In 2024, tariffs on electronic components were suddenly
hiked to promote local assembly under the “Atmanirbhar Bharat” banner. The
intended signal was bold: make in India or pay higher duties. But suppliers
from Taiwan, South Korea, and Japan balked. Without large-scale investment in
India’s underdeveloped component ecosystem, their global value chains could not
bend overnight to Delhi’s dictates. By mid-2025, the government quietly rolled
back several duties. The damage was done: India’s reputation as an “unreliable
partner” was reinforced in East Asia.
As trade economist Biswajit Dhar observed, “Tariff policy is
not a toy. When you alter rates abruptly, you do not encourage manufacturing;
you encourage mistrust.” If steel being a complex industry, and forced such
re-think, lets turn to food.
In 2025, the government fiddled yet again with onions. First
a ban, then duties, then minimum export prices, and finally a grand
announcement scrapping the 20% duty. Farmers sulked, traders cursed, and
foreign buyers learnt a familiar lesson—India’s word is as reliable as a
drunk’s promise. As one exporter quipped, “They want to be the world’s mandi
but act like a moody shopkeeper.” Onions may bring tears, but it is our
policies that cause the real weeping.
But perhaps the most emblematic example of this government’s
policy schizophrenia comes from the electric vehicle (EV) sector. In 2023, New
Delhi rolled out a lavish subsidy scheme under FAME-II, sweetened further by
state-level incentives. The message was loud and clear: India will leapfrog
into the EV revolution. Manufacturers ramped up assembly capacity. Start-ups
mushroomed. Consumers, lured by generous discounts, began to consider EVs
seriously.
The global auto industry took notice. Companies like Tesla
and BYD intensified their conversations with Indian policymakers. Domestic
players like Ola Electric, Tata Motors, and Ather doubled down on capacity.
Venture capital poured into battery-swapping technologies and charging
infrastructure. For once, there was genuine momentum.
And then, in 2024, the axe fell. Faced with widening fiscal
deficits, the government abruptly slashed subsidies. Overnight, the economics
of EV manufacturing collapsed. Units that had banked on policy continuity were
stranded. Consumers who had planned purchases postponed them. Dealers reported
inventories piling up.
The fallout was brutal.
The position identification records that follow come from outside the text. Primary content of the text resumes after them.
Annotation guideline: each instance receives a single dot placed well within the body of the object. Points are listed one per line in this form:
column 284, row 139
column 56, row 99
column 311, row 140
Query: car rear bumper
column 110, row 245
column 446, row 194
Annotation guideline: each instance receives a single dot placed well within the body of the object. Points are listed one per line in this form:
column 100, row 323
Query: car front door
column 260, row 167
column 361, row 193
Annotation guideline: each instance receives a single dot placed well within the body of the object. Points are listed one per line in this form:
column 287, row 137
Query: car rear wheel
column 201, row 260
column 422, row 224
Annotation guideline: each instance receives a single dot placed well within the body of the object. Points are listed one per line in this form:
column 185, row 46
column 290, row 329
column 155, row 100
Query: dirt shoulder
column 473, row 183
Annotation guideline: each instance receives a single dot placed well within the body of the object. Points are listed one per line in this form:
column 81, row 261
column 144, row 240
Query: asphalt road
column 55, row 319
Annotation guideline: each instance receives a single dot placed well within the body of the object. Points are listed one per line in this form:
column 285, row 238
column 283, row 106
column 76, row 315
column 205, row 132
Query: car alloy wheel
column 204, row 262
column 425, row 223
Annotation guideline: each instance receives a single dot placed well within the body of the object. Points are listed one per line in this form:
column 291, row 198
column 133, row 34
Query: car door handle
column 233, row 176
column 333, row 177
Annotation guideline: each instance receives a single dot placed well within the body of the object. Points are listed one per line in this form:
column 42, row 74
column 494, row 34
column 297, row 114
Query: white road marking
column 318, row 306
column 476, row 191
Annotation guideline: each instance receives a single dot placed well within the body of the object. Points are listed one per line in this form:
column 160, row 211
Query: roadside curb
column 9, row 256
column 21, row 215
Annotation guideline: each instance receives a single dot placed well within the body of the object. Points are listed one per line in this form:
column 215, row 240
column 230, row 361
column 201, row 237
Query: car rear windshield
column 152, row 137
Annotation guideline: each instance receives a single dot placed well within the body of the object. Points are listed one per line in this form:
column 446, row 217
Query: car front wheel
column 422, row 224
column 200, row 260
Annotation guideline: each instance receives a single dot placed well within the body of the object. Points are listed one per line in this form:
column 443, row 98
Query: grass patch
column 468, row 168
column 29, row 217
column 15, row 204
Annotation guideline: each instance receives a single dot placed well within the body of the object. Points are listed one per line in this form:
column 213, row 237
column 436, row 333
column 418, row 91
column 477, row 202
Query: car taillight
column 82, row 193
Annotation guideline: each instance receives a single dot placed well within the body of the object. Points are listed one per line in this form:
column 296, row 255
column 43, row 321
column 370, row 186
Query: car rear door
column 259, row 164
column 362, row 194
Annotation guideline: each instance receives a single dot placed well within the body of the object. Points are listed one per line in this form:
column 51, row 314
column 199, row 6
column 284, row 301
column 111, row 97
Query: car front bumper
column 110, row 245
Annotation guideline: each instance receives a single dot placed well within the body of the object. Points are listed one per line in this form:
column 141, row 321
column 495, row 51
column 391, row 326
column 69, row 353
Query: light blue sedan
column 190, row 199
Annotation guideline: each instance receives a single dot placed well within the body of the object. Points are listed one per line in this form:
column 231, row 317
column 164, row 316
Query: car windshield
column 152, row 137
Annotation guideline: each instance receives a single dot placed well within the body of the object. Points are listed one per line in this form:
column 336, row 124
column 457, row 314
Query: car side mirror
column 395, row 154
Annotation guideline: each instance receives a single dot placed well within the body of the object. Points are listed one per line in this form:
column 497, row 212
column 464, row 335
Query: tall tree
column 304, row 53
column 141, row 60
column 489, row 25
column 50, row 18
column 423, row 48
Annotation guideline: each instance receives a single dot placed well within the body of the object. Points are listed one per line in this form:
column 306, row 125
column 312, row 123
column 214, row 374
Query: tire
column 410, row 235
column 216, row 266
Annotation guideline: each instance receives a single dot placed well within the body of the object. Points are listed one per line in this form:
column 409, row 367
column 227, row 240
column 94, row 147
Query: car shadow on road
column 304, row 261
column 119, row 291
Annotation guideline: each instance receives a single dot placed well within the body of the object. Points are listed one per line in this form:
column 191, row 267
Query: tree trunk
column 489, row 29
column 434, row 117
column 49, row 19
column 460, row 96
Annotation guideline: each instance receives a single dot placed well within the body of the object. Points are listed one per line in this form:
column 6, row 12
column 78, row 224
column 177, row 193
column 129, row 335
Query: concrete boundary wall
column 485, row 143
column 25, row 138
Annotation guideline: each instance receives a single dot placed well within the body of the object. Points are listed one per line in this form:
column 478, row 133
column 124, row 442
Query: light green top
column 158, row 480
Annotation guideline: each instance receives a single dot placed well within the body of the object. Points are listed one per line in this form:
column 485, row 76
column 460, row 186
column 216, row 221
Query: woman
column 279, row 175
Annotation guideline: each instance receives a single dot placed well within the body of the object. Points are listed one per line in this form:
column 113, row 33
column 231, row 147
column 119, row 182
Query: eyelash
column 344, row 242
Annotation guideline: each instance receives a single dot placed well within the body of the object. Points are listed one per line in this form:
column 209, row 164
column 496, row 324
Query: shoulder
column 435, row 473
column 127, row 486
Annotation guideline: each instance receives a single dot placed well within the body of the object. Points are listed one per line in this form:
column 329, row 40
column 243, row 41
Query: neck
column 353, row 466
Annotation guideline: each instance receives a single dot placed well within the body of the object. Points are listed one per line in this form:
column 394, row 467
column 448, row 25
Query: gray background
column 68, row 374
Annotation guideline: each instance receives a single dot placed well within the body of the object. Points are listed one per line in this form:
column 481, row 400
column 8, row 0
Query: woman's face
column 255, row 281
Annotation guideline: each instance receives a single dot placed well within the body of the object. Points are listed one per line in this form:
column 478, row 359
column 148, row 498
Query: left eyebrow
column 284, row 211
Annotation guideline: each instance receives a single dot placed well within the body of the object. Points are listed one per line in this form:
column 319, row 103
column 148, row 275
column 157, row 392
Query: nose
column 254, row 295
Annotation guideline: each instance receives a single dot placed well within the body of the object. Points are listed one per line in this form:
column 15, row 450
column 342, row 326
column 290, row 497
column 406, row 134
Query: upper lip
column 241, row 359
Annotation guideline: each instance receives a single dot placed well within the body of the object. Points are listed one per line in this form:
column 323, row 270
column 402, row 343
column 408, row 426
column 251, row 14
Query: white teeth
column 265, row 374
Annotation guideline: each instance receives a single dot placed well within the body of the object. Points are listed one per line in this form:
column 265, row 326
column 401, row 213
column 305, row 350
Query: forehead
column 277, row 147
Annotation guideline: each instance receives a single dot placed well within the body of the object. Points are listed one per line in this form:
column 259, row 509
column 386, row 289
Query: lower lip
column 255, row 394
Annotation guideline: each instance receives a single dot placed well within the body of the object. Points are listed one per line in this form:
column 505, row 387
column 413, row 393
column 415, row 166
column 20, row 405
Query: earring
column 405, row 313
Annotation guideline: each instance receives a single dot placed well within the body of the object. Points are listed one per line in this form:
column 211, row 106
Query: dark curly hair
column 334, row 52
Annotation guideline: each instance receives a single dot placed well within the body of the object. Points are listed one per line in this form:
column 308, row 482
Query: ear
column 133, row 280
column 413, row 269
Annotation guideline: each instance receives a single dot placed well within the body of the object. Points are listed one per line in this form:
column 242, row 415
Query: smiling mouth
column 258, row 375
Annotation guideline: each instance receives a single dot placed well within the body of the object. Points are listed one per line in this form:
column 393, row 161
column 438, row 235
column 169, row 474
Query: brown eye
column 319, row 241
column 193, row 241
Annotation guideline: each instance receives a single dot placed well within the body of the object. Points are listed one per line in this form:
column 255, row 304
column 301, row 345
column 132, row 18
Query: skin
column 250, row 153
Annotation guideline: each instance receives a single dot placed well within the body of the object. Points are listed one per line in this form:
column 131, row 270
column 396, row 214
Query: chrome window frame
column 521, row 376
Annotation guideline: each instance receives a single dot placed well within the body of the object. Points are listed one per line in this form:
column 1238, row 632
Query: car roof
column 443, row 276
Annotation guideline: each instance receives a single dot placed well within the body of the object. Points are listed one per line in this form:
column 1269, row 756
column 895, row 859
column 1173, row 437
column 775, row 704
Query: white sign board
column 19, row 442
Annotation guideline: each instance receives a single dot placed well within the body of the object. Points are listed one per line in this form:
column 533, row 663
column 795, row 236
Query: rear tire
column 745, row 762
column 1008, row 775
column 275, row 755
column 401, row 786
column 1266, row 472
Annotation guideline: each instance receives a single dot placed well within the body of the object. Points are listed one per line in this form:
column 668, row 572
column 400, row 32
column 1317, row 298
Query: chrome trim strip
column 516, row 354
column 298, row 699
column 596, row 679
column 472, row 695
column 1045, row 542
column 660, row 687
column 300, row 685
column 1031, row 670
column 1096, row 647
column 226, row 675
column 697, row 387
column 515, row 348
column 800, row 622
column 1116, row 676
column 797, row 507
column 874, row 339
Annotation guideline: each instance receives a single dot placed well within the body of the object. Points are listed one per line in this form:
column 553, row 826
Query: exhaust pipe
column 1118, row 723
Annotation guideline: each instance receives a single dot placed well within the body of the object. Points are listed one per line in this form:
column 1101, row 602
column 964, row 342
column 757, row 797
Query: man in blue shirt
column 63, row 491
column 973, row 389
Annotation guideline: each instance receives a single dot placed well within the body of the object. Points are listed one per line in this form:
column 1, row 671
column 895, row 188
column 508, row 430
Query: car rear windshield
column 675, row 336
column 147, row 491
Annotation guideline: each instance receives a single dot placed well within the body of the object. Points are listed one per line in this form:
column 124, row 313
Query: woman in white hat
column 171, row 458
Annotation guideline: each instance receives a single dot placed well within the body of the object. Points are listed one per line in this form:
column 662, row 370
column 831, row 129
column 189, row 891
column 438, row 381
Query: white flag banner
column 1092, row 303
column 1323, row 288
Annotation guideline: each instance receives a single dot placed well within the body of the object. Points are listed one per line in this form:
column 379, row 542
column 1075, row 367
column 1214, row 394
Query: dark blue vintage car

Ola Electric, once the poster child
of India’s EV dream, slowed down hiring. Tata Motors complained openly about
“uncertainty in the incentive regime.” Smaller start-ups simply shut shop.
Global investors, who had begun to see India as a serious EV hub, redirected
capital to Indonesia and Vietnam, where policies remained consistent.
Public policy scholar Yamini Aiyar summed it up sharply:
“Policy signals in India are fireworks—loud, bright, dazzling, and gone in
minutes. Investors do not build factories on fireworks.”
The deeper issue here is not any single flip-flop. It is the
governing philosophy: a preference for optics over structure, for gestures over
grounded reform.
A recent opinion in a leading publication said “India
vacillates between being a fortress and a marketplace. One day we are wooing
supply chains, the next day we are shutting ports. This unpredictability is the
single biggest deterrent to India’s rise as a global manufacturing hub.” Arvind
Subramanian, former Chief Economic Adviser, warned in a lecture at Ashoka
University: “For India to break into the global value chain, credibility is
currency.
Of course, the GST cut will have an effect. Consumption may
indeed rise by 8%. Manufacturers may see a bump. Services may benefit. But this
is sugar, not nutrition. Once the high wears off, the structural anaemia of the
economy will return: supply chains throttled by bureaucrats, exports sabotaged
by knee-jerk bans, investors spooked by fiscal flip-flops.